Podríamos aquí dividirnos entre escritores que piensan que escriben acerca del presente, otros acerca del pasado, y los cultivadores del género de ciencia-ficción. Y sin embargo, pareciera ser lo mismo en tanto las barreras de las tres dimensiones temporales se han desvanecido. Se puede escribir una novela de ciencia-ficción con ambiente medieval -de hecho muchos video-juegos tienen esa característica-, o se puede escribir una novela histórica discrónica, como por ejemplo, Denzil Romero que llevó al eminente general Francisco de Miranda de paseo por el Village del Nueva York de los setenta; y en mi caso personal, en la novela Doña Inés contra el olvido, obligué a una honorable señora colonial a ver cómo hacían esquí acuático en los canales de Barlovento. Los novelistas podemos modestamente traspasar estas dimensiones del tiempo, desde que éstas han comenzado a cambiar en el mundo o transgredir las estabilidades de la identidad como ocurre en la novela de José Balza, Después Caracas. Dicho de otra manera, el problema de una novela no es, como lo fue, producir una dimensión temporal dentro de su estructura, el problema ahora es qué hacer con un tiempo simultáneo e inmediato, que parece infinito.
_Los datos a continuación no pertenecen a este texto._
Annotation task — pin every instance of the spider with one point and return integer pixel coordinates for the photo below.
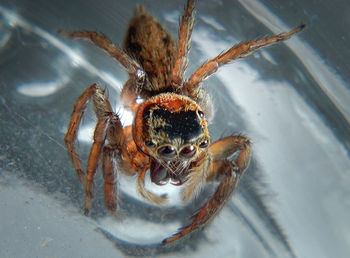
(169, 135)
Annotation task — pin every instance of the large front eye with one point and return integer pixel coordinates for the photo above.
(167, 151)
(188, 151)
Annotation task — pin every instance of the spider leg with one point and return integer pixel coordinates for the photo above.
(77, 114)
(185, 31)
(109, 178)
(238, 51)
(108, 127)
(98, 39)
(221, 167)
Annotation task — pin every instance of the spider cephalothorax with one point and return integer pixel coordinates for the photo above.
(169, 135)
(172, 130)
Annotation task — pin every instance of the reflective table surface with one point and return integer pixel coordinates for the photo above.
(292, 100)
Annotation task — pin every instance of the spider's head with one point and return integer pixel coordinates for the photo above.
(172, 130)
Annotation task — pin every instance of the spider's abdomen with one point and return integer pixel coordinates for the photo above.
(152, 46)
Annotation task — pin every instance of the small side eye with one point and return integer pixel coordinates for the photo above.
(188, 151)
(204, 144)
(167, 151)
(201, 114)
(150, 144)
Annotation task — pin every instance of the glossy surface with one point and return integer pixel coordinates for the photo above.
(292, 100)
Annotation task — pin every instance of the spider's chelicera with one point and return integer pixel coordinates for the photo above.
(169, 135)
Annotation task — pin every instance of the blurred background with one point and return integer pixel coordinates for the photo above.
(291, 99)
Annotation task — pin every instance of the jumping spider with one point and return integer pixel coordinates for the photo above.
(169, 135)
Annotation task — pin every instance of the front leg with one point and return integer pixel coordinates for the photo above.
(232, 171)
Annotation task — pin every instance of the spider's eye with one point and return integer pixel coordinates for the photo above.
(188, 151)
(204, 144)
(167, 151)
(201, 114)
(150, 144)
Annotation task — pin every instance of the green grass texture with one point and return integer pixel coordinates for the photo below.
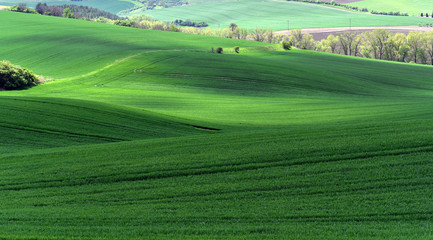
(144, 134)
(276, 14)
(409, 6)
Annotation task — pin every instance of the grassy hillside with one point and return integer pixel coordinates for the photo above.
(275, 14)
(148, 134)
(410, 6)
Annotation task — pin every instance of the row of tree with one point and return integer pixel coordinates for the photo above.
(349, 7)
(415, 47)
(68, 11)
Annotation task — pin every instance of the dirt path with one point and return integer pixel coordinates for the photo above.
(321, 33)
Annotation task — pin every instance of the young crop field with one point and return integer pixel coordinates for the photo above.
(276, 14)
(414, 7)
(144, 134)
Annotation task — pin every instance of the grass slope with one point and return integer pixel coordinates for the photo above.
(311, 145)
(409, 6)
(275, 14)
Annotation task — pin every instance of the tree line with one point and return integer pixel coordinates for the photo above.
(415, 47)
(69, 11)
(352, 8)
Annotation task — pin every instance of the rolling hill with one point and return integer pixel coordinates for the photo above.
(410, 6)
(147, 134)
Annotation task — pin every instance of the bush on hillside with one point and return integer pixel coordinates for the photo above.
(15, 77)
(287, 45)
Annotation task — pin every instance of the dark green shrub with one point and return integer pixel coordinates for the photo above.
(287, 45)
(15, 77)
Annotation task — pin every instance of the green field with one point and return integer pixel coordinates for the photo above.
(415, 7)
(147, 135)
(276, 14)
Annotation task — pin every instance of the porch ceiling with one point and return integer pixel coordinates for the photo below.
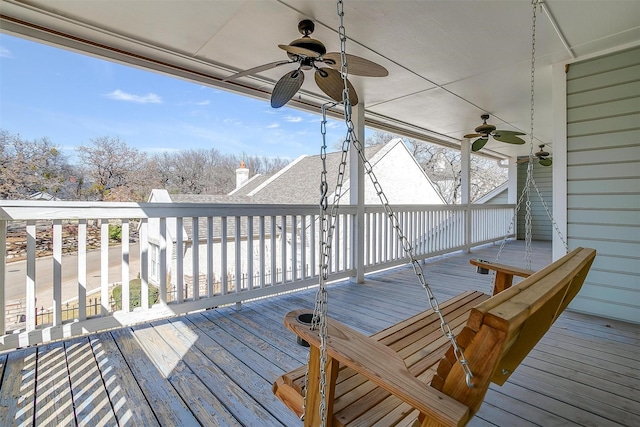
(449, 61)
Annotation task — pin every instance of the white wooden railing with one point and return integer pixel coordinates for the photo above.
(242, 252)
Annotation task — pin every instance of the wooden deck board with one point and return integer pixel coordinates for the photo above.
(90, 401)
(216, 367)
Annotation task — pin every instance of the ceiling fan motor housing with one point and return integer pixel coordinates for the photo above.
(485, 129)
(310, 44)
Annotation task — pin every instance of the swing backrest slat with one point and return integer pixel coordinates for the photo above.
(502, 330)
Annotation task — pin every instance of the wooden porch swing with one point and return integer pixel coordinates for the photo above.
(425, 370)
(408, 372)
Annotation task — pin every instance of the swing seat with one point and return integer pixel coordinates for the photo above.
(408, 375)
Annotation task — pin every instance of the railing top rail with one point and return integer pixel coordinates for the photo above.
(37, 210)
(45, 210)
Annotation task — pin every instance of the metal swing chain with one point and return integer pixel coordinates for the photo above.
(319, 320)
(530, 181)
(417, 268)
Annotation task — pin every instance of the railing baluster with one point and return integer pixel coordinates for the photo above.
(126, 295)
(223, 256)
(57, 271)
(30, 290)
(104, 267)
(3, 277)
(82, 269)
(179, 260)
(195, 255)
(250, 269)
(274, 235)
(238, 257)
(263, 266)
(162, 291)
(313, 250)
(294, 247)
(210, 277)
(283, 247)
(303, 246)
(144, 263)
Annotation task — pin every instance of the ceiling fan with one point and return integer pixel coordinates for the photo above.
(485, 130)
(310, 54)
(541, 155)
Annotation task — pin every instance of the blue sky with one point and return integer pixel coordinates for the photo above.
(71, 98)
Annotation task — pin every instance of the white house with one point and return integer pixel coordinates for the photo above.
(398, 173)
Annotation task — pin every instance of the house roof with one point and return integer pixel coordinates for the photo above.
(299, 184)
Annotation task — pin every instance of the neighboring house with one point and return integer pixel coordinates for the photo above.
(40, 195)
(398, 173)
(541, 195)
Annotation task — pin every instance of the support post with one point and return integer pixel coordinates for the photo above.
(356, 193)
(559, 172)
(3, 271)
(465, 191)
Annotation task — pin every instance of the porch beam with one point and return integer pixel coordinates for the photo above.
(465, 190)
(356, 193)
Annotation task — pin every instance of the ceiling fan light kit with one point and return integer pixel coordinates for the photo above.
(311, 54)
(486, 130)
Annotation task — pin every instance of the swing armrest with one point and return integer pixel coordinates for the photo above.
(384, 367)
(501, 268)
(504, 273)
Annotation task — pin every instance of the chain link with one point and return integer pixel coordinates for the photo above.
(530, 181)
(319, 320)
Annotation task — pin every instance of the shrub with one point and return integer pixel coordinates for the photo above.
(115, 232)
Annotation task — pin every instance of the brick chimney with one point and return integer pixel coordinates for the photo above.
(242, 175)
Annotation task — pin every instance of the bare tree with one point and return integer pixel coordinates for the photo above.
(113, 168)
(28, 167)
(443, 166)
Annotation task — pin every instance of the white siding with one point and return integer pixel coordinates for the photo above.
(603, 180)
(541, 223)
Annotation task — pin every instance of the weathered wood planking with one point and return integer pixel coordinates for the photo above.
(128, 400)
(252, 348)
(167, 406)
(232, 373)
(54, 403)
(18, 387)
(198, 400)
(90, 398)
(223, 389)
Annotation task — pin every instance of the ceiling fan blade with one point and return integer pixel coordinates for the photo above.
(509, 139)
(256, 70)
(355, 65)
(330, 82)
(509, 132)
(479, 143)
(300, 51)
(286, 87)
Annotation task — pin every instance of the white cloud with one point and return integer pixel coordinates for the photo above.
(150, 98)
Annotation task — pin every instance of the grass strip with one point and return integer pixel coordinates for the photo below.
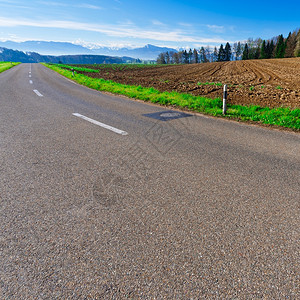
(284, 117)
(6, 65)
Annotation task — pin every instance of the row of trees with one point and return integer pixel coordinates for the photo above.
(277, 47)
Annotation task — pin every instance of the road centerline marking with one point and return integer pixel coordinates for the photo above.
(38, 93)
(116, 130)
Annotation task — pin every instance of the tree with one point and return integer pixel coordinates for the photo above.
(227, 52)
(185, 57)
(245, 53)
(176, 58)
(161, 59)
(291, 43)
(196, 56)
(280, 47)
(221, 54)
(167, 57)
(190, 55)
(215, 54)
(237, 49)
(202, 56)
(263, 53)
(297, 48)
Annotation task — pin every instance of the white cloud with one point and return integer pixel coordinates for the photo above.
(157, 23)
(120, 31)
(216, 28)
(89, 6)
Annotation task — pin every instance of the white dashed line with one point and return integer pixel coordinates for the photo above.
(101, 124)
(38, 93)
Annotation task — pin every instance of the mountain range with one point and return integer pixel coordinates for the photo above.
(148, 52)
(33, 57)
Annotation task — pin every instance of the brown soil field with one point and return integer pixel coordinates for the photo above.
(272, 82)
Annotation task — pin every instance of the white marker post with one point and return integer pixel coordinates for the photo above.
(224, 99)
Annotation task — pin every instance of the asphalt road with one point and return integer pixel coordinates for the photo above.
(186, 208)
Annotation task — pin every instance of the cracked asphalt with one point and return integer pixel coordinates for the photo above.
(190, 208)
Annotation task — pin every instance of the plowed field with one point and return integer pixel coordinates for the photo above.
(273, 83)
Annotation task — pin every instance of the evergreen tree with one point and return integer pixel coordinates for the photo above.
(196, 57)
(215, 54)
(238, 51)
(245, 53)
(272, 47)
(185, 57)
(291, 43)
(221, 54)
(263, 50)
(176, 58)
(190, 56)
(280, 47)
(227, 52)
(167, 57)
(297, 47)
(161, 59)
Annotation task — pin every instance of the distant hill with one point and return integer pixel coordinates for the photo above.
(33, 57)
(148, 52)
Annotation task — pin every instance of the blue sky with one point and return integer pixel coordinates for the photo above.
(136, 23)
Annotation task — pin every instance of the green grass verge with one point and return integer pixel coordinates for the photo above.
(284, 117)
(6, 65)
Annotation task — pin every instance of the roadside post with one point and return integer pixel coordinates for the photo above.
(225, 99)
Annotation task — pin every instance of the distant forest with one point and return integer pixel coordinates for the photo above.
(277, 47)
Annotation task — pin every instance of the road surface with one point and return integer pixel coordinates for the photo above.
(103, 197)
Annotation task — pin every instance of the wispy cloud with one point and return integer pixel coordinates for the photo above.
(120, 31)
(89, 6)
(157, 23)
(61, 4)
(216, 28)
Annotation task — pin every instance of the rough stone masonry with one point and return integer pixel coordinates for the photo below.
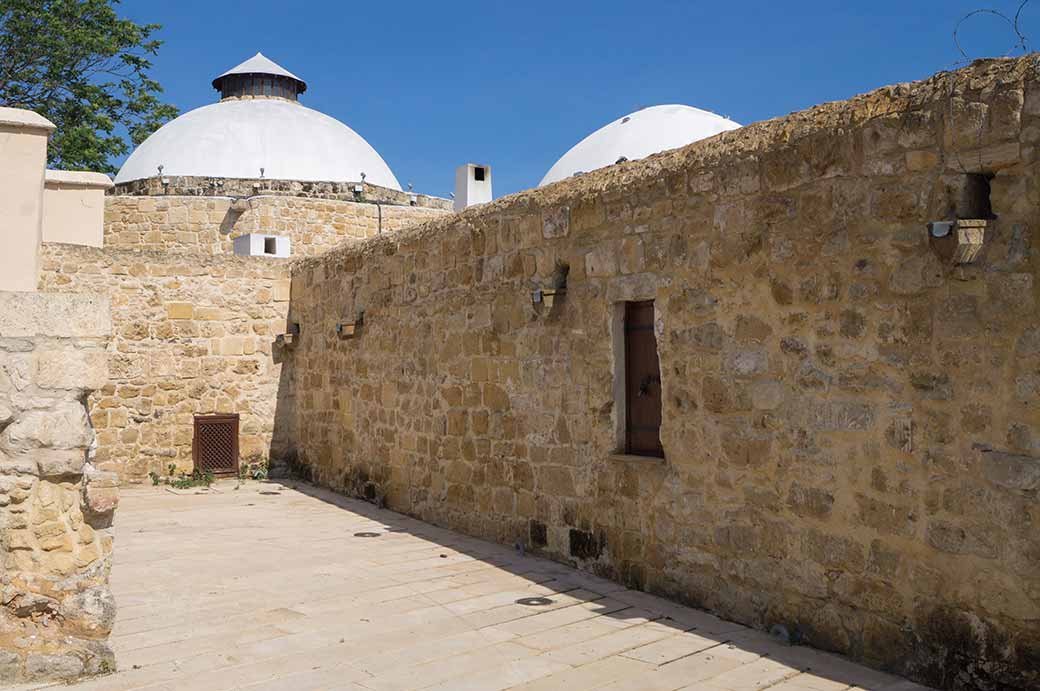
(56, 509)
(851, 419)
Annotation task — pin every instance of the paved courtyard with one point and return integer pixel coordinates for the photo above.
(270, 587)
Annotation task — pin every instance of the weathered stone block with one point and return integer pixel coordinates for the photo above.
(65, 426)
(71, 369)
(180, 311)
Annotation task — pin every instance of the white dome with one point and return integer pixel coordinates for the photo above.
(235, 138)
(638, 135)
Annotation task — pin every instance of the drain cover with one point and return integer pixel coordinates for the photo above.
(534, 602)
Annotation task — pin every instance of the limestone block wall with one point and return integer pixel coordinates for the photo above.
(851, 423)
(191, 333)
(209, 224)
(56, 507)
(192, 185)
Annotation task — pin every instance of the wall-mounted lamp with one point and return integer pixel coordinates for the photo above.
(546, 296)
(559, 289)
(958, 241)
(349, 329)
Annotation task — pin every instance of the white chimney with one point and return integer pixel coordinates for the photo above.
(472, 185)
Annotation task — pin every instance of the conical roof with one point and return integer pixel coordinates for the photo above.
(260, 64)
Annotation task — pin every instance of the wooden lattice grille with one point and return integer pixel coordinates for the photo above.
(215, 443)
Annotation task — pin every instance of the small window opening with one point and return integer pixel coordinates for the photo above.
(977, 202)
(642, 381)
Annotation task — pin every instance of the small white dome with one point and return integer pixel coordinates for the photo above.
(638, 135)
(235, 138)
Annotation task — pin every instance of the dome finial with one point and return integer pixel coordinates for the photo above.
(259, 77)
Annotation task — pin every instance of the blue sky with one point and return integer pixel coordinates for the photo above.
(515, 84)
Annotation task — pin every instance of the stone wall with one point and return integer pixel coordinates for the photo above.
(851, 421)
(55, 508)
(208, 186)
(209, 224)
(192, 333)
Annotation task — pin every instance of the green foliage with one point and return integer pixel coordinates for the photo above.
(182, 480)
(197, 479)
(85, 69)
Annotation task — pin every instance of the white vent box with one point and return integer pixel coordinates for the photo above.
(472, 185)
(256, 245)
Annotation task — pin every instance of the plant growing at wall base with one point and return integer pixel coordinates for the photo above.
(85, 69)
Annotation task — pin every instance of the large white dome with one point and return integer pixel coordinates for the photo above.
(235, 138)
(644, 132)
(258, 124)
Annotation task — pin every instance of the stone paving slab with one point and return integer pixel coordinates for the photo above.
(267, 588)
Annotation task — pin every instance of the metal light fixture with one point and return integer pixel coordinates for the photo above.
(546, 297)
(958, 241)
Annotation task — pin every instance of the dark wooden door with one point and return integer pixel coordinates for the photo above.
(642, 382)
(214, 446)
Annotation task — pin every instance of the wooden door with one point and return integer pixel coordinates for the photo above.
(642, 382)
(214, 446)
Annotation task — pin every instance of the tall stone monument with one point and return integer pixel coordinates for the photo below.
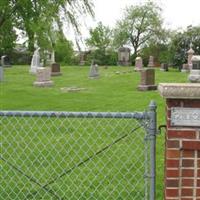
(188, 66)
(93, 71)
(151, 61)
(124, 56)
(138, 64)
(1, 73)
(5, 61)
(194, 75)
(43, 77)
(35, 62)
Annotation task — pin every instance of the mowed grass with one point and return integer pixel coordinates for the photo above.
(111, 92)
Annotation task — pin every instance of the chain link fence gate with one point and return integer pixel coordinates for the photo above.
(78, 155)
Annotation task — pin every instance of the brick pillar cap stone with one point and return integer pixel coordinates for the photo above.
(179, 90)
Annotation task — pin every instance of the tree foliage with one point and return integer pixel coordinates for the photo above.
(139, 24)
(40, 18)
(180, 44)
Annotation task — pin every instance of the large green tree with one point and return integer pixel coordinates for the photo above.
(38, 18)
(139, 25)
(180, 44)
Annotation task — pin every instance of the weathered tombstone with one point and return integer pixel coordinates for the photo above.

¿Cuál es el efecto de esa manera de transcurrir el tiempo? O mejor dicho, ¿cuál es el efecto que me interesa como escritora? Un efecto de despojo. No bien presenciamos el acontecimiento, éste se ha desvanecido, y hemos quedado despojados. Despojados no es igual a ignorantes. En mi imaginario de lo que haya sido la vida en épocas anteriores, supongo que cada persona tenía en su corta existencia una escasísima posibilidad de ser espectador del mundo. Analfabeta, aislado geográficamente, sin otros medios de comunicación que la visita de un viajero ocasional que podía o no pasar de largo por aquella aldea, ¿qué sabía del resto del mundo ese habitante? Lo ignoraba. Pero este fenómeno del que hablo es precisamente lo opuesto: saberlo todo. Somos como Funes, los predestinados a tener una percepción absoluta, una información total, y como tal cosa no es posible, sufrimos el despojo de que la existencia transcurre ante nosotros, pero tanta y tan rápida, que no sabemos de ella. Apenas nos toca, nos abandona.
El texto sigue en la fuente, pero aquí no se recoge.